Uma crítica ao “Segredo”

Não haveria pobreza, fome e infelicidade se tudo tivesse como fundamento o pensamento. Se há algo misterioso não trata-se apenas do homem e da força de seu pensamento, mas acredito que a questão é bem mais complexa e, realmente, ininteligível para nós. O que há efetivamente de intrigante, ao meu ver, é a diferença entre os desejos das pessoas. Uns querem ser médicos, outros jornalistas, artistas, publicitários, advogados ou ainda estão satisfeitos com suas funções de pedreiro, secretária e etc. Há, ainda, aqueles que vem na ausência de trabalho a sua meta de vida (ganhar na Mega-Sena ou viver de rendimentos de seu milhão). Portanto, é esse "querer" individual, implícito e inquietante que cada um de nós possui que me parece ser o grande segredo. Uma espécie de vontade que recebemos e, que, ao segui-la, todas as coisas se descortinam em nossa frente de uma maneira sublime. Não que o caminho seja claro e liso; mas todo caminho que merece ser contado é tortuoso e difícil. Mas, vale a pena! Pois, tudo que é verdadeiro, dignificante e que realmente nos preenche como pessoa deve ser conquistado. E, o que nos move nessa direção é essa "vontade de potência" (F.Nietzsche). Esse é o grande segredo: seguir nossas convicções e nossos desejos mais íntimos, mesmo que isso nos custe muita energia, garra e, claro, tentativas.

julho 25, 2007

Uma grande lição para sermos e respeitarmos o que somos


"Não pense que a pessoa tem tanta força assim a ponto de levar qualquer espécie de vida e continuar a mesma. Até cortar os próprios defeitos pode ser perigoso — nunca se sabe qual é o defeito que sustenta nosso edifício inteiro. Nem sei como explicar minha alma. Mas o que eu queria dizer é que a gente é muito preciosa, e que é somente até um certo ponto que a gente pode desistir de si própria e se dar aos outros e às circunstâncias. Depois que uma pessoa perder o respeito a si mesma e o respeito às suas próprias necessidades — depois disso fica-se um pouco um trapo" Clarice Lispector


Eis a grande lição da escritora. Ser o que se é talvez seja o que justifica uma vida. Manter suas convicções apesar de... Manter os seus desejos apesar de... Manter suas escolhas apesar de... Este é o desafio que nos é posto a todo momento. Cada adversário, cada amigo e familiar que aconselha a desviar a rota da nossa vontade íntima. Cada situação que nos testa e cada tirano que quer apaziguar nossa luta e domesticar nossas verdades tão incomodas. Cada relação afetiva que priva nossa liberdade e nossos sonhos, que desrespeita o que temos de mais espontâneo e alegre.
Dizer não! Para enfim, afirmar sua própria vida. Dizer sim a si próprio. Trata-se de um ato de coragem, de resistência e autenticidade. Assumir a responsabilidade, a condução, os erros e saber que as conquistas são suas. Eis a grande recompensa de uma vida, saber que ela foi vivida com autonomia, independência e verdade. Eis o grande objetivo de todos: vivermos o que somos, sem constrangimentos e com o respeito das pessoas. E respeitar não é concordar sempre, mas
compreender apesar das diferenças. Uma atitude tolerante e solidária com o outro e automaticamente consigo que passa a ter o mesmo direito perante o outro. Eis a grandeza do respeito - a solidariedade em deixar que outro seja o que é, apesar de...Por isso, façamos esse pacto de respeito uns com os outros.
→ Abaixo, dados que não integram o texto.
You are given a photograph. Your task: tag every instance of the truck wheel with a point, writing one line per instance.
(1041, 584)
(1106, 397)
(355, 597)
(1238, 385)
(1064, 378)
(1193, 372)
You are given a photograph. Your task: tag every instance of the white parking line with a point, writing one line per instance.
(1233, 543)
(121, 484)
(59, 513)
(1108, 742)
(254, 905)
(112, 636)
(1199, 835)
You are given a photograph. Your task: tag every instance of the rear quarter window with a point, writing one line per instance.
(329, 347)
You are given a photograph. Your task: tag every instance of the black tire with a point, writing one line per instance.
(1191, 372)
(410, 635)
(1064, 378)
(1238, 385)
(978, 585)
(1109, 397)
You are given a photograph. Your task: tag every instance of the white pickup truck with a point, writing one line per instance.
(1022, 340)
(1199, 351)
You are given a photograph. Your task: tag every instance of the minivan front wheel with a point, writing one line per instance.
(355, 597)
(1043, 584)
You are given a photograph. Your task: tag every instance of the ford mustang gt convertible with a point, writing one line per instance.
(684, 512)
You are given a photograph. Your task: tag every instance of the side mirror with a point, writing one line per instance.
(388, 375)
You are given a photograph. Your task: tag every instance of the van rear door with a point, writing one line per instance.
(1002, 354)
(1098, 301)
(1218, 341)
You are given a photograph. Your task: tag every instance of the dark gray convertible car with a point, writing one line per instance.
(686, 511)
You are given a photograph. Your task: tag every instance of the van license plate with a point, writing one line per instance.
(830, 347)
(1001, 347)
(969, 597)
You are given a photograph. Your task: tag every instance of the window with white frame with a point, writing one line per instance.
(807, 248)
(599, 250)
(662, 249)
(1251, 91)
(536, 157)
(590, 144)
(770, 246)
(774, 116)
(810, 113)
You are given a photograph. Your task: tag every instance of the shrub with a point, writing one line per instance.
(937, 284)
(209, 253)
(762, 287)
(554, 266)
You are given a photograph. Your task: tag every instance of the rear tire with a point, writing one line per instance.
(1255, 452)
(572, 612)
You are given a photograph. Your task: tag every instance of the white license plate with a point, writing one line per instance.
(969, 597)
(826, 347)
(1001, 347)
E, para finaliza, mais lições de Clarice....

"Juro por Deus que se houvesse um céu, uma pessoa que se sacrificou por covardia — será punida e irá para um inferno qualquer. Se é que uma vida morna não será punida por essa mesma mornidão. Pegue para você o que lhe pertence, e o que lhe pertence é tudo aquilo que sua vida exige. Parece uma vida amoral. Mas o que é verdadeiramente imoral é ter desistido de si mesma. Espero em Deus que você acredite em mim. Gostaria mesmo que você me visse e assistisse minha vida sem eu saber. Isso seria uma lição para mim. Ver o que pode suceder quando se pactua com a comodidade de alma" . Tua Clarice.

julho 09, 2007

Entusiasmo: o sentimento mais precioso que há

Porque sem o entusiasmo todas as coisas perdem viço, beleza e sentido. Não há nada capaz de tocar e comover uma pessoa que não possua entusiasmo na maneira de ver o mundo. Nem a natureza, nem o dinheiro, nem o sentimento do outro, nem as realizações profissionais. Pois, quando falta o entusiasmo nessas coisas é como se faltasse a celebração e a alegria em conquistá-las.
O entusiasmo, palavra de origem grega, tem um sentido muito delicado que é: “ter Deus dentro de si”. Não se trata de um Deus unitário e soberano, já que os próprios gregos acreditavam que existiam múltiplas formas de Deus se manifestar (politeísmo). Mas, um Deus que é sinônimo do que temos de mais soberano e transcendente. Ter Deus em nós é como compartilhar toda a beleza, toda a alegria, a tristeza, a grandeza e os precipícios que compõem a vida. Uma espécie de natureza singular que contém o universal e o particular. Ter Deus. Ter vida: em toda sua contradição e força.
Por isso, entusiasmo não é sinônimo de otimismo. Ser otimista é esperar que as coisas dêem certo. Uma espécie de "espera feliz". O entusiasmo não é uma espera, mas uma ação. Ser entusiasmado é comover-se com todas as coisas, ver em todas elas um potencial. E, acima de tudo, ser entusiasmado é acreditar em sua própria potência e força. Uma espécie de "coragem alegre" em acreditar na vida e acima de tudo em acreditar em si próprio. Na força transformadora e efetiva dos seus sonhos.
Entusiasmar-se é ser tomado pela vida e por ela comover-se e mover-se.

julho 01, 2007

"Diga-me o que tu lês e te direi quem és"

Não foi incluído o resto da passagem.